Qiang Zhang, Yang Du, Chen Chen, Wei Zhuang. Rotational Mechanism of Ammonium Ion in Water and Methanol[J]. Chinese Journal of Chemical Physics , 2018, 31(4): 568-574. doi: 10.1063/1674-0068/31/cjcp1806144
Citation: Qiang Zhang, Yang Du, Chen Chen, Wei Zhuang. Rotational Mechanism of Ammonium Ion in Water and Methanol[J]. Chinese Journal of Chemical Physics , 2018, 31(4): 568-574. doi: 10.1063/1674-0068/31/cjcp1806144

Rotational Mechanism of Ammonium Ion in Water and Methanol

doi: 10.1063/1674-0068/31/cjcp1806144
  • Received Date: 2018-06-18
  • Dynamics of ammonium and ammonia in solutions is closely related to the metabolism of ammoniac compounds, therefore plays an important role in various biological processes. NMR measurements indicated that the reorientation dynamics of NH4+ is faster in its aqueous solution than in methanol, which deviates from the Stokes-Einstein-Debye rule since water has higher viscosity than methanol.
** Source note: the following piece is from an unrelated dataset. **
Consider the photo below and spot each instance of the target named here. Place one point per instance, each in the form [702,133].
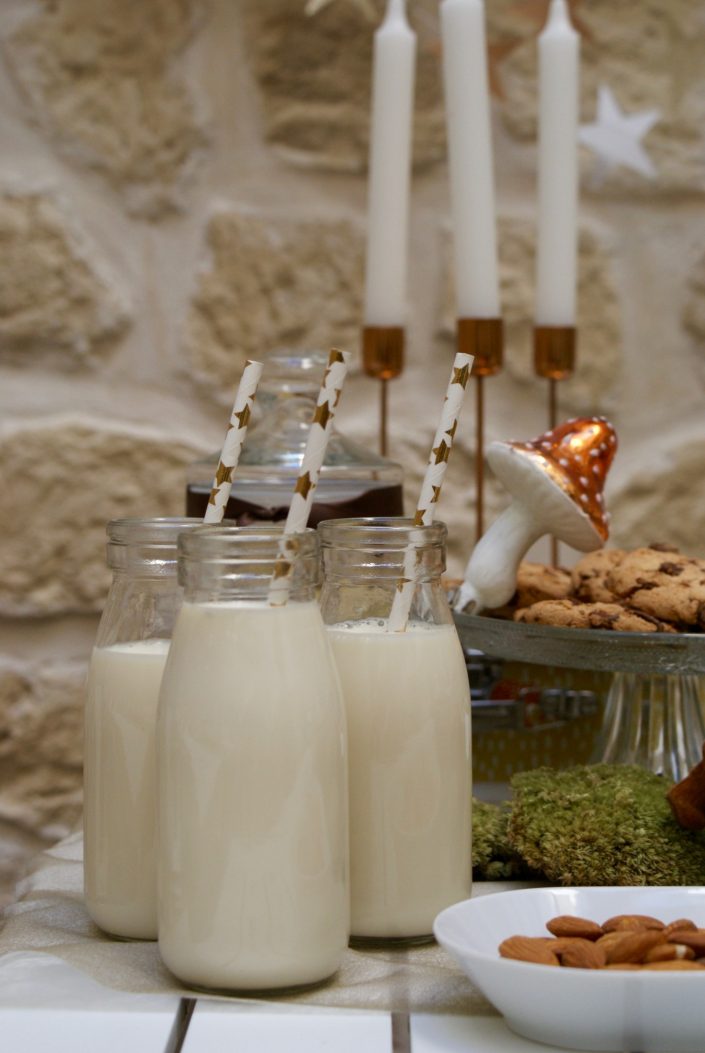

To address this intriguing issue, we herein study the reorientation dynamics of ammonium ion in both solutions using numerical simulation and an extended cyclic Markov chain model. An evident decoupling between translation and rotation of methanol is observed in simulation, which results in the deviation of reorientation from the Stokes-Einstein-Debye rule. Slower hydrogen bond (HB) switchings of ammonium with methanol comparing to that with water, due to the steric effect of the methyl group, remarkably retards the jump rotation of ammonium. The observations herein provide useful insights into the dynamic behavior of ammonium in the heterogeneous environments including the protein surface or protein channels.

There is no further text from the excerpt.